To begin with, since the start, the audience surely understands how strong the relationship between Osborne and Stanhope is. Stanhope is the infantry’s captain: despite his young age, he shows himself to be a fine leader of men, who is able to command his own company and to hold a very responsible position during the conflict. However, his character is not as perfect as the audience might expect, due to the impact of war, which has brought him several drinking issues. In order to cope with the horrors of the conflict, Stanhope turns himself into an alcoholic, as, once on the front, whiskey seems to be the only means able to let him escape from the reality. Precisely for this reason, Osborne cares a lot about him, as he knows how he feels and he is aware of the problems he has to deal with at his very young age. As regards the following struggle and their friendship, in Act 1 Scene 1, when Hardy gossips negatively about Stanhope and alludes to his figure through the phrase “drinking like a fish”, Osborne puts his loyalty towards Stanhope in the foreground, by protecting him and taking his side. That said, Osborne keeps supporting Stanhope, by giving him some advice or diversion as a relief.
In addition to this, Stanhope is strongly grateful to Osborne’s figure and considers the latter as a point of reference. Since the beginning, the author presents the character of Osborne as a kind and supportive man, as he looks after his fellows and he is concerned about their physical and psychological state, which struggles a lot during life in the trenches. Moreover, he is the oldest soldier and, consequently, he is the wisest among all, as he previously was a schoolmaster. Indeed, he gives good and useful advice to Stanhope, who always asks for his opinion. Furthermore, Osborne is likable and respected by Stanhope: the captain calls him “Uncle” as he is like a father figure to him. To sum up, they are attached to one another, as there is a sort of familiar relationship between the two of them, and the affection they feel for each other is something which goes beyond military duty or work.
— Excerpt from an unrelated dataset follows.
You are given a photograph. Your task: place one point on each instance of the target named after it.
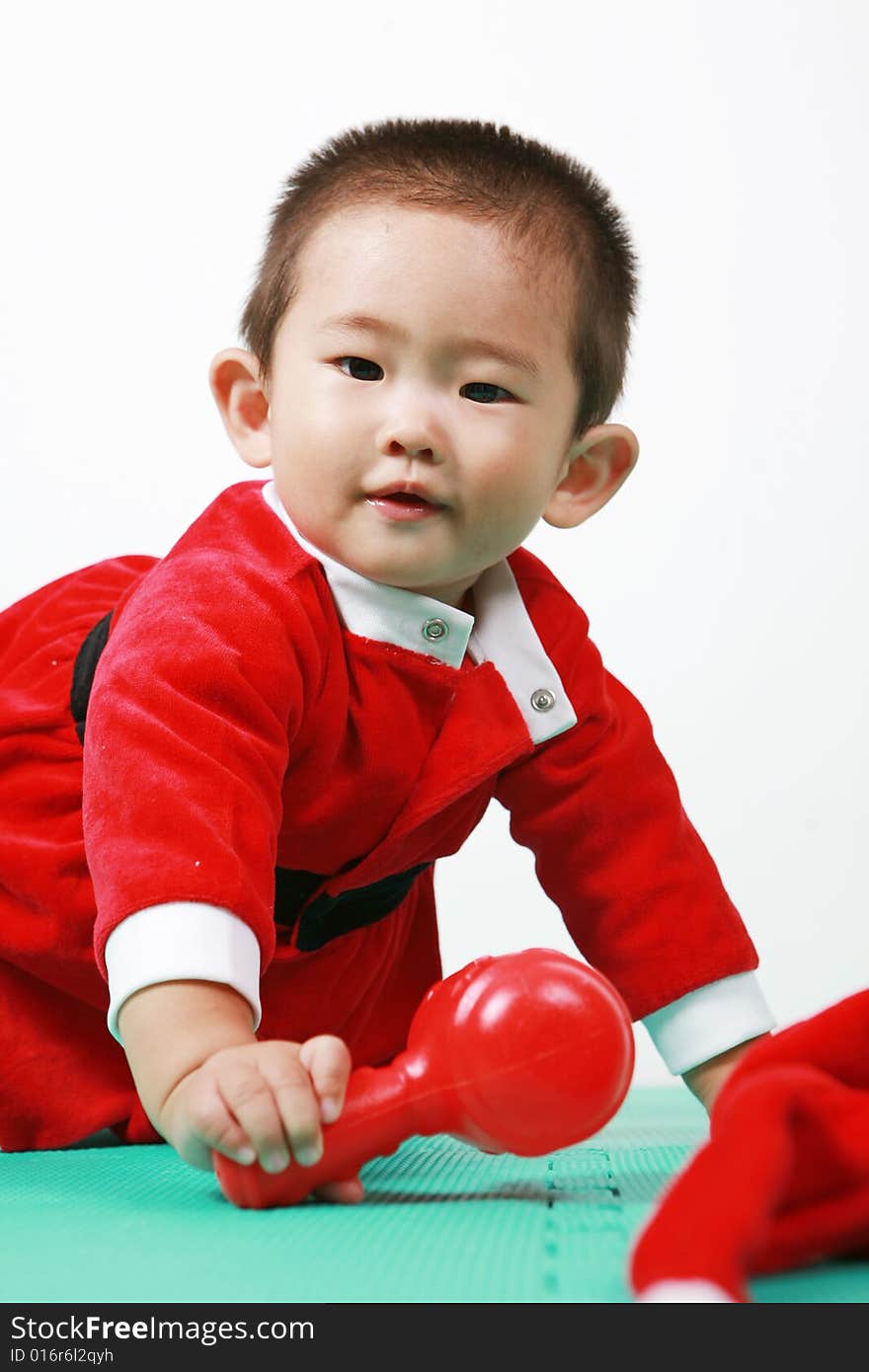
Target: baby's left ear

By referring to the most astonishing episode of their friendship, later on, the author introduces the audience to Osborne’s death scene, which is a clear instance of how the loss of a dear friend can change someone‘s mood and attitude. As a matter of fact, due to his best friend’s death, Stanhope becomes a new different person. As soon as he gets in the dugout and sees Raleigh still alive, Stanhope gets furious with him and he starts coping with mourning in a weird way, as he cannot believe what previously happened. Actually, by exploring his grief, Osborne’s decease leads Stanhope to deal with the hard blow in a seeming uncareless way and to drown his emotions, instead of facing them. However, when Raleigh refuses to take part in the party and blames Stanhope for his unbothered behaviour, the leader feels guilty for not recalling Osborne’s memory in a more appropriate manner.
In conclusion, Stanhope and Osborne have a wonderful friendship which will go ahead after death, as it is able to overcome space and time. In my opinion, as a pair of friends, their souls are linked to each other, as what they have gone through together is endless and unbelievable.